— Садыков не вышел в пятницу, потому что водил корову к ветеринару; прораб Файзиев отсутствовал в понедельник — отвозил тещу в Ташкент. А Джураева не было на работе целых два дня: ездил, видите ли, сватать невесту для сына…
Все сорок минут кабинет главного инженера содрогался от смеха. Когда Мавлюда закончила, Фалин поблагодарил ее и продолжил планерку.
— Мавлюда провела тщательный анализ, и сделала это очень своеобразно, но смех смехом, а потеря тысяч часов рабочего времени всего за три месяца должна нас насторожить. Я понимаю: Файзиеву не отвезти тещу в Ташкент никак нельзя, тут свои обычаи, молодого зятя могут упрекнуть в неуважении к родне. Садыкову отвести корову к ветеринару тоже нужно, за него никто этого сделать не может… Всем надо, у всех объективные причины, и я по-человечески всех понимаю, но…
Расскажу вам случай из моей практики… Начинал я мастером на строительстве Чимкентского завода фосфорных солей, мне тогда только восемнадцать после техникума стукнуло. Вот однажды каменщица, труженица, каких мало, говорит: «Сашенька, я завтра и послезавтра на работу не выйду». Я ей отвечаю: «Хорошо, тетя Даша, только, если что, скажите на всякий случай, вам, мол, в ЖЭК или к врачу надо было…» — «Да нет,— отвечает тетя Даша,— никуда мне не надо, с утра посплю подольше, потом стирку затею, а послезавтра уж по магазинам да по базарам похожу». Я удивился: «Как же я вас с работы, мол, отпущу, это ведь явный прогул». А она отвечает: «Поставишь, милок, никуда не денешься»,— и достает из кармана тетрадку: завела, говорит, с тех пор как я мастером у них стал.

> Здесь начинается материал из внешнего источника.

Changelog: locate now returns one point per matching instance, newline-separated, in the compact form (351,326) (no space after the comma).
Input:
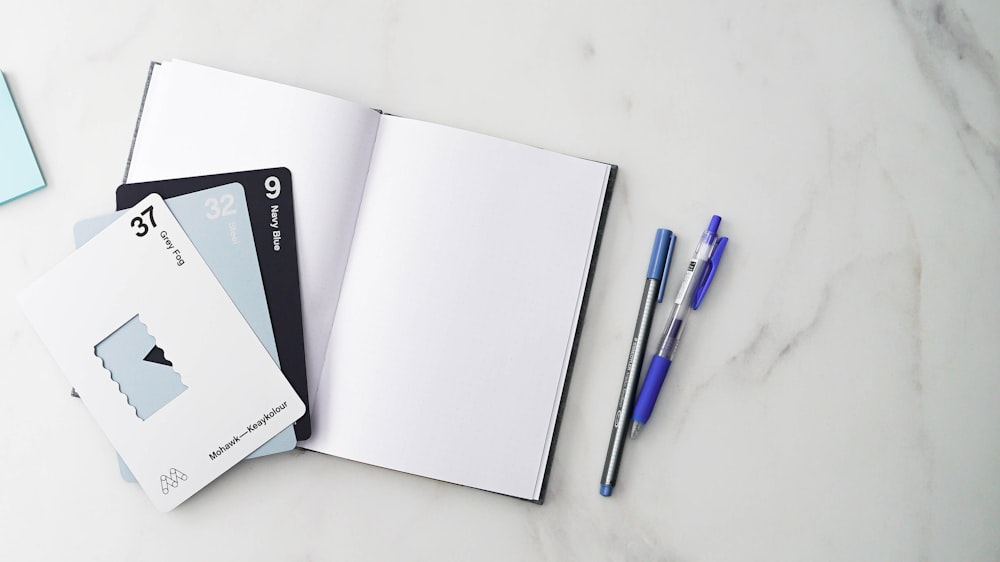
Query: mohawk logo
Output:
(171,480)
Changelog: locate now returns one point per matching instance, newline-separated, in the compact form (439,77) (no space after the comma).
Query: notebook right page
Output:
(459,307)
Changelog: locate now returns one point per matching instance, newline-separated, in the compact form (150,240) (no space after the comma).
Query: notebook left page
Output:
(198,120)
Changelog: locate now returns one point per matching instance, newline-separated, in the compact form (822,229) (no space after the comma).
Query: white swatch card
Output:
(235,397)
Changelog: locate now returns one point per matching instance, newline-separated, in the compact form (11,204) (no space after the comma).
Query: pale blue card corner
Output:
(21,174)
(218,222)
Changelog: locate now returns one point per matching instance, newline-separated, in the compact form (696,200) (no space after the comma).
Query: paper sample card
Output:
(217,222)
(268,196)
(19,172)
(144,266)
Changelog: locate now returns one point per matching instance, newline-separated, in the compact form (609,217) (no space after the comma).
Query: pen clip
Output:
(666,266)
(710,267)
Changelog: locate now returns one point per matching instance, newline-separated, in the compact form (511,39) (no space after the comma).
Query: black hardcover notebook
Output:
(444,273)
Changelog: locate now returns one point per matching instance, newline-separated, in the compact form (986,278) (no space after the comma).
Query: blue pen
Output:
(656,281)
(700,272)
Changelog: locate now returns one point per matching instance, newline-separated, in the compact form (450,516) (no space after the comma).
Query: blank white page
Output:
(198,120)
(459,307)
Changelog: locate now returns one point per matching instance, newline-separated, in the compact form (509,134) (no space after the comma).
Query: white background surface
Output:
(834,399)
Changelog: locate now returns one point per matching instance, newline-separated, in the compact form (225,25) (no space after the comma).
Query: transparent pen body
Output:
(682,304)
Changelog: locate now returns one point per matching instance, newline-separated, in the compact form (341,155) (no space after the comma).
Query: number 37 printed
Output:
(140,225)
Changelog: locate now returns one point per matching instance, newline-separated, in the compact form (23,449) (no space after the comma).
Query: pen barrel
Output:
(657,373)
(630,383)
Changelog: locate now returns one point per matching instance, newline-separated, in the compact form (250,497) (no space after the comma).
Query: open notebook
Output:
(443,272)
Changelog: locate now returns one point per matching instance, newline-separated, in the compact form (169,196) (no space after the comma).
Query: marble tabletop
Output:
(836,398)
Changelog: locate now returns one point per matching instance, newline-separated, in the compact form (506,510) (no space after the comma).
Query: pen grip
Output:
(650,389)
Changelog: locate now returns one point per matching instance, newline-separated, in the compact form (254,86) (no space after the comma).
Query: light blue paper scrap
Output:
(19,172)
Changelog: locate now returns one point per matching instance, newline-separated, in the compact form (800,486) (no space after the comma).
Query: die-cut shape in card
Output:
(143,264)
(147,386)
(217,222)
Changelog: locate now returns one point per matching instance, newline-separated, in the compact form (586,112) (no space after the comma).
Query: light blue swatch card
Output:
(19,172)
(217,222)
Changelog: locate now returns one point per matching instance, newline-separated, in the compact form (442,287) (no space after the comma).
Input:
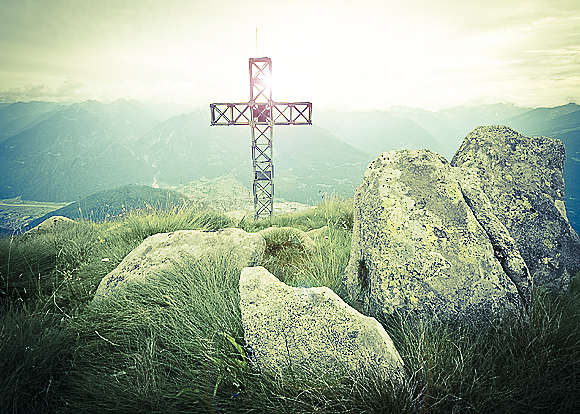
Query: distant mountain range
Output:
(54,152)
(109,204)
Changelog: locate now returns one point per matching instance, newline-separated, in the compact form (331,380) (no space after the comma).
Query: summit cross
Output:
(261,113)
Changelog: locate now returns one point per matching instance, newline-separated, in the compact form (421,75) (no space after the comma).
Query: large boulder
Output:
(163,250)
(310,336)
(523,178)
(418,248)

«Вот, смотри, отпрашивались все кому не лень: кто на день, кто на полдня, а ты, добрая душа, всех отпускал. Федорова, скажем, которая у тебя чуть ли не целую неделю после обеда отпрашивалась, живет со мною в одном доме, и я знаю: ни в какой ЖЭК ей не надо — по базарам да по магазинам мотается, а то к моему возвращению стирку развешивает во дворе. Так и большинство других. И, выходит, что теперь — мой черед гулять, чтобы не думали остальные, какая я дура.
Сунула мне тетрадку в руки и ушла. Просмотрел я ее записки — все точно, так оно и было, и если по-честному, пришла пора и ей пару деньков отдохнуть, оплата-то из общего котла.
После такого случая и я завел тетрадку. Отпрашивается кто, говорю: хорошо, я вас отпущу, а эти четыре часа вы отработаете, ведь сколько раз бывает нужно остаться после работы на час–другой, а то и в воскресенье выйти, чтобы к понедельнику другой бригаде фронт работ обеспечить. И как рукой сняло: через месяц у меня уже никто не отпрашивался, да и в бригаде лад появился.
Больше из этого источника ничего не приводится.